With this being my first investment in a rental property, I wanted to focus on lessening my risk as much as possible. When purchasing a single family home I could find numerous suitable properties for between $60,000-$90,000. If I invested in multi family properties, the prices for available properties ranged from $140,000 to $250,000. I would much rather make a mistake on a $60K investment than a $250K investment. Also, I could spread my investment over four separate communities with four $60K homes rather than one community with a $240K quadplex.
The second reason for focusing on single family homes, was my focus on minimizing vacancy rates. For the first couple years of investing I will only have one property. Which means if it is empty I will have a 0% occupancy rate. I wanted a home that would have the shortest turn around time between tenants. In my area, like most cities, single family homes have the highest occupancy rates. I called multiple property managers, who said single family homes averaged being 95% occupied for the area. While multi-family rentals were closer to 90%. On a property renting for $800/month that is a difference in income of $480/year. Not to mention having additional turnover costs that could be in the thousands.

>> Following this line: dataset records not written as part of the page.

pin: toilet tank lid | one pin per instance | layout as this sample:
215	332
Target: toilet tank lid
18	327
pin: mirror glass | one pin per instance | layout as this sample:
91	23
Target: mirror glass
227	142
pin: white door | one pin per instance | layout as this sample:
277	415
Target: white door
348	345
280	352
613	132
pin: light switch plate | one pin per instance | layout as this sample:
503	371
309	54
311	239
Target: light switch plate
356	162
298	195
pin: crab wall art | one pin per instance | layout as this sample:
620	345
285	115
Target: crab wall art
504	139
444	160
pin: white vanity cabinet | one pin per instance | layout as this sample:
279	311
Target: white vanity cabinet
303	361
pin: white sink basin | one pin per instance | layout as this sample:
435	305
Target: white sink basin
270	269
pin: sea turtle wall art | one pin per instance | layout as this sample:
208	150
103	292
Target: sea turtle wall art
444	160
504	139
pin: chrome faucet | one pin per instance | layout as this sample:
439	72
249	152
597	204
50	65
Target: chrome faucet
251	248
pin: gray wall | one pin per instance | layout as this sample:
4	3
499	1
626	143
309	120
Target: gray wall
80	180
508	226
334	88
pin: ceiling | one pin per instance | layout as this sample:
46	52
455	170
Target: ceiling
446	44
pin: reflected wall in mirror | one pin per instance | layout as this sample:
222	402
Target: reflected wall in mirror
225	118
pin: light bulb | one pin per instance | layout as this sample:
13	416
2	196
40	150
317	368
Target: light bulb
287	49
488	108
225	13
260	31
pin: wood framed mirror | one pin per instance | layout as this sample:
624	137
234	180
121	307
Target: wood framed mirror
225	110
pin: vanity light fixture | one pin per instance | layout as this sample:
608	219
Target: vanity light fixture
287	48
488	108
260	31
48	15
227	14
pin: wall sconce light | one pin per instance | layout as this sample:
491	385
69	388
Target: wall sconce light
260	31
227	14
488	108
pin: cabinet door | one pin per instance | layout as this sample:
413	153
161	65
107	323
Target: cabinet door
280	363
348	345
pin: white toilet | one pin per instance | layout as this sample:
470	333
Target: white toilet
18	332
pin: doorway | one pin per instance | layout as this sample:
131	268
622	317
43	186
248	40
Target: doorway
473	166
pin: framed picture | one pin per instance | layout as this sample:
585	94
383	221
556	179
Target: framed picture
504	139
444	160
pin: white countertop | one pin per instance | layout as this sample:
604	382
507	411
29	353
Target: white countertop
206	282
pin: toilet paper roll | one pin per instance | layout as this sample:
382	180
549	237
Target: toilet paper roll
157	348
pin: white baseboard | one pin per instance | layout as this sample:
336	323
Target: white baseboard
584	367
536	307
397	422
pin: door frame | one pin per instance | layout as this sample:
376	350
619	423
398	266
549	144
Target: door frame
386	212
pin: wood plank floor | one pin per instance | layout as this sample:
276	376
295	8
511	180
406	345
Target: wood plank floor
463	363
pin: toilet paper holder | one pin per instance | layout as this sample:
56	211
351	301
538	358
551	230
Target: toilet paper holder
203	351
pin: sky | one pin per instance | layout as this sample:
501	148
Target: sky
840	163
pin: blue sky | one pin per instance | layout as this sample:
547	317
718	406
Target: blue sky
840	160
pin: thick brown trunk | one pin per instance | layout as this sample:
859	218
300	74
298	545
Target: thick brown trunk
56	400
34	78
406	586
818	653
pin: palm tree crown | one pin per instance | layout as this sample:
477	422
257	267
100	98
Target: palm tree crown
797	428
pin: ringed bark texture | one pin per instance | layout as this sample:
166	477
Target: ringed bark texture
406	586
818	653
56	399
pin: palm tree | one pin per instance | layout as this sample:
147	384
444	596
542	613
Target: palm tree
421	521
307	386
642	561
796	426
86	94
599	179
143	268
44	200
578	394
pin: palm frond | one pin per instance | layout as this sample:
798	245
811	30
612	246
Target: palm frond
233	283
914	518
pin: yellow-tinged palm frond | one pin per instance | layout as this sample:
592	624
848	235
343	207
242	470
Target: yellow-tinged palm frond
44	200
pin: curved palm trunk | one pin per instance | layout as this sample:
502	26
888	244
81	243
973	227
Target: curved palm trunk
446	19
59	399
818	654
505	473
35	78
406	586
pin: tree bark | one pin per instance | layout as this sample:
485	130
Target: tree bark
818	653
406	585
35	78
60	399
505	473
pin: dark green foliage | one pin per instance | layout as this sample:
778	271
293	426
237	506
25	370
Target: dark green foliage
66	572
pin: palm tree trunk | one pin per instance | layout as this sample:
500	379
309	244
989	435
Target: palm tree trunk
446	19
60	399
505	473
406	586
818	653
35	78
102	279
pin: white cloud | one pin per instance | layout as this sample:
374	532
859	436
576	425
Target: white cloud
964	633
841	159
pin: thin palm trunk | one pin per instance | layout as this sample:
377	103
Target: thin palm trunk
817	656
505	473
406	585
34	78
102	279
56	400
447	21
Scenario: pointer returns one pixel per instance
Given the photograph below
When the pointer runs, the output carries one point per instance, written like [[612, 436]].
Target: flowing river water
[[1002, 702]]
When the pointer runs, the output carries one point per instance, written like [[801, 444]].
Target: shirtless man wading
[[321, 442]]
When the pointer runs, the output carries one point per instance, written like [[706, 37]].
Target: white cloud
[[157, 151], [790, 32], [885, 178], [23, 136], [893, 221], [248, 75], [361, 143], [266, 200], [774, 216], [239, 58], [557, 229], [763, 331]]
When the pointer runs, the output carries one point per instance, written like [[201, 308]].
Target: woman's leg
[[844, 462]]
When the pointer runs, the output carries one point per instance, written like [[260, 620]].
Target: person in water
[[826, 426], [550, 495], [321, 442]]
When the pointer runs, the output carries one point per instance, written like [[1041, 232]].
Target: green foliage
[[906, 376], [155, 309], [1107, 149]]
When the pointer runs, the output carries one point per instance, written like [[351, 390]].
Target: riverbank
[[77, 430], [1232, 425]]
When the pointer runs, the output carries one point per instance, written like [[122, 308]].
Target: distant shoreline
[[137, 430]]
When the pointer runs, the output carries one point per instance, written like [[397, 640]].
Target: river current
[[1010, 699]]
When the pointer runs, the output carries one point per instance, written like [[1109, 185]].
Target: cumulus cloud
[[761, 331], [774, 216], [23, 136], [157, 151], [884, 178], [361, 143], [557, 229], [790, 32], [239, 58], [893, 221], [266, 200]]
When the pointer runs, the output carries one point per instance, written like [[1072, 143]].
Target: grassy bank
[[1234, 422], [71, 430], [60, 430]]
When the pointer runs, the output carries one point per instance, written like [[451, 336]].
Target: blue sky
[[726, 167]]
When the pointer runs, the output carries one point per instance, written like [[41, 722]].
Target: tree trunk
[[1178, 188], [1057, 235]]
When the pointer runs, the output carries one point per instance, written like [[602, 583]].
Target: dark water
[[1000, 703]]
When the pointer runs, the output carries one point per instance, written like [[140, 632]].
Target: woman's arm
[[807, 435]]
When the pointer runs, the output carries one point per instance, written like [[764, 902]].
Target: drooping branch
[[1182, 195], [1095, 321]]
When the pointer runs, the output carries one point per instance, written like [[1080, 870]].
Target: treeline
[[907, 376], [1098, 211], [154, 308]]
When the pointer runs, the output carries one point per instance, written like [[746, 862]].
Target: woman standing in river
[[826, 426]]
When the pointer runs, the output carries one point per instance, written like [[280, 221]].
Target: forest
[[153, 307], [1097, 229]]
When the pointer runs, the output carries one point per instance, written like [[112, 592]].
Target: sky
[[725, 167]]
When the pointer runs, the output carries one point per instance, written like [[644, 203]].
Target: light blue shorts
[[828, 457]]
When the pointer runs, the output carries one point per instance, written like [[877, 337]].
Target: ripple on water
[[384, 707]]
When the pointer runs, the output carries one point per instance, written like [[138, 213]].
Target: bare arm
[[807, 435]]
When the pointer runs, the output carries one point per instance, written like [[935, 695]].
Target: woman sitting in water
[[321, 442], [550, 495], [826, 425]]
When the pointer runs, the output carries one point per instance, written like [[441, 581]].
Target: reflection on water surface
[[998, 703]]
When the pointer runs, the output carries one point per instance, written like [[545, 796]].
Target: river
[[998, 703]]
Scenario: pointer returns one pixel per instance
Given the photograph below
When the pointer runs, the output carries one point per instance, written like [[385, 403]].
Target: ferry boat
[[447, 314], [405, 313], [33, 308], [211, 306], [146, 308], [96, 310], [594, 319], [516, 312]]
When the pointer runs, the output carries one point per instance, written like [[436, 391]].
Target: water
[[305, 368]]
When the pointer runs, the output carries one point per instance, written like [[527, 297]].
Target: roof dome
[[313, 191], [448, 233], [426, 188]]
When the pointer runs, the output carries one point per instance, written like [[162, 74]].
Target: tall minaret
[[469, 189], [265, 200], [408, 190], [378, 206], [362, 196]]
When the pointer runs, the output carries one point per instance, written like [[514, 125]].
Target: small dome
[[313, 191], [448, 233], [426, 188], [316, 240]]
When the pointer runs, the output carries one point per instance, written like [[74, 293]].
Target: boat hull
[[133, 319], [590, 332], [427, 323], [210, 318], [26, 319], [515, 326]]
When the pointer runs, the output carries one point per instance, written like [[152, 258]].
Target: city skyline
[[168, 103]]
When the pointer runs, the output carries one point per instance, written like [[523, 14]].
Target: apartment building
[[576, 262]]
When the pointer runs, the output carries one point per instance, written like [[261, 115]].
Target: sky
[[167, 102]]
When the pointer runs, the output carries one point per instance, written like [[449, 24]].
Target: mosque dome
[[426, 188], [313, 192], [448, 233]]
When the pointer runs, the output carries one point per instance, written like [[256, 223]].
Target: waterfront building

Another benefit of single family homes is the liquidity in the market. When purchasing a single family you have literally hundreds to chose from at every price range and condition. You are also normally buying from inexperienced sellers who really want the process to be over with. When buying a multi-family home your most likely buying from a professional investor. This makes it much harder to find a good deal below market value.
When you go to sell the home down the road you will encounter the same issue. Those looking to buy a single family home is likely to be someone buying their first or second property, versus a professional investor for the multi-family home. Also, the value of a single family home is not linked to it’s income potential. If you have issues keeping a single family home rented, the value of the home is not affected nearly as much as with a multi-family. This decreases the down side risk of the investment.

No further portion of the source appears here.